Define $\mathcal{E}:L(\mathcal{C}^2)\to L(\mathbb{C}^2)$ by $\mathcal{E}(\rho) = E_0\rho E_0^\dagger+E_1\rho E_1^\dagger$ where

$$ E_0=\begin{bmatrix}1&0\\0&0\end{bmatrix},\quad E_1=\begin{bmatrix}0&1\\0&0\end{bmatrix} $$

are linearly independent Kraus operators for $\mathcal{E}$ and

$$ E_0^\dagger E_0=\begin{bmatrix}1&0\\0&0\end{bmatrix}\quad E_0^\dagger E_1=\begin{bmatrix}0&1\\0&0\end{bmatrix}\\ E_1^\dagger E_0=\begin{bmatrix}0&0\\1&0\end{bmatrix}\quad E_1^\dagger E_1=\begin{bmatrix}0&0\\0&1\end{bmatrix} $$

so $\{E_0^\dagger E_0, E_0^\dagger E_1, E_1^\dagger E_0, E_1^\dagger E_1\}$ is also linearly independent and therefore $\mathcal{E}$ is extremal.
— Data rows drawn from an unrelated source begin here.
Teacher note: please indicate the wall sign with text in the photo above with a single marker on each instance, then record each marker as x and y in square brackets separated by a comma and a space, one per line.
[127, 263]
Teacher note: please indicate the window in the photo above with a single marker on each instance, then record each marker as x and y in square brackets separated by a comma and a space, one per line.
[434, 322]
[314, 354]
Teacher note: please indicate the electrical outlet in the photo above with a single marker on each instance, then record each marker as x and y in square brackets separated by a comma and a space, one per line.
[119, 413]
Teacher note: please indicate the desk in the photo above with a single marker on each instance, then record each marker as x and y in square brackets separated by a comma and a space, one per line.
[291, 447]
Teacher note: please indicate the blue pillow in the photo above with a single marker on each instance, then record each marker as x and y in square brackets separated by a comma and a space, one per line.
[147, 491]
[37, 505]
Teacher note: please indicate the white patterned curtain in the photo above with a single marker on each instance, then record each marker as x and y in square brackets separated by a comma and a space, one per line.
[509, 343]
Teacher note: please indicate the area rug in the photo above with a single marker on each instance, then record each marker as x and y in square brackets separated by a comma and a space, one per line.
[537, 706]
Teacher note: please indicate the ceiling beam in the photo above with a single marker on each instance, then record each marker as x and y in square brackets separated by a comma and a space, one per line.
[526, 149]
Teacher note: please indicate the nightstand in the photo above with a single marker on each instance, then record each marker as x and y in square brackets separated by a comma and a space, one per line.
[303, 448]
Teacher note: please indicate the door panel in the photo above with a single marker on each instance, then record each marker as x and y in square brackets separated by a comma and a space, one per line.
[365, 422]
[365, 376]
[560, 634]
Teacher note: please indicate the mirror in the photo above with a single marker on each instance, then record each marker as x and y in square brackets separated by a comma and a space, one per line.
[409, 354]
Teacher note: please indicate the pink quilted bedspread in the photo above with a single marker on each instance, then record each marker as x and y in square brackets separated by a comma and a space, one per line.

Moreover, $\mathcal{E}(\rho)=|0\rangle\langle 0|$ for all states $\rho$.

Amplitude raising channel

Next, define $\mathcal{F}:L(\mathcal{C}^2)\to L(\mathbb{C}^2)$ by $\mathcal{F}(\rho) = F_0\rho F_0^\dagger+F_1\rho F_1^\dagger$ where

$$ F_0=\begin{bmatrix}\frac{1}{\sqrt{2}}&0\\0&1\end{bmatrix},\quad F_1=\begin{bmatrix}0&0\\\frac{1}{\sqrt{2}}&0\end{bmatrix} $$

are linearly independent Kraus operators for $\mathcal{F}$ and

$$ F_0^\dagger F_0=\begin{bmatrix}\frac12&0\\0&1\end{bmatrix}\quad F_0^\dagger F_1=\begin{bmatrix}0&0\\\frac{1}{\sqrt{2}}&0\end{bmatrix}\\ F_1^\dagger F_0=\begin{bmatrix}0&\frac{1}{\sqrt{2}}\\0&0\end{bmatrix}\quad F_1^\dagger F_1=\begin{bmatrix}\frac12&0\\0&0\end{bmatrix} $$

so $\{F_0^\dagger F_0, F_0^\dagger F_1, F_1^\dagger F_0, F_1^\dagger F_1\}$ is also linearly independent and therefore $\mathcal{F}$ is extremal.

Depolarizing channel

Now, let $\mathcal{G}:=\mathcal{F}\circ\mathcal{E}$. Since $\mathcal{E}$ is constant, $\mathcal{G}$ is constant and

$$ \mathcal{G}(\rho) = \mathcal{F}(|0\rangle\langle 0|) = \frac{I}{2}. $$

In other words, $\mathcal{G}$ is the completely depolarizing channel which has the following Kraus representation

$$ \mathcal{G}(\rho)=\frac14\rho + \frac14 X\rho X + \frac14 Y\rho Y + \frac14 Z\rho Z $$

(see e.g. exercise $8.17$ on page $379$ in Nielsen & Chuang). Thus, depolarizing channel is mixed-unitary and therefore not extremal.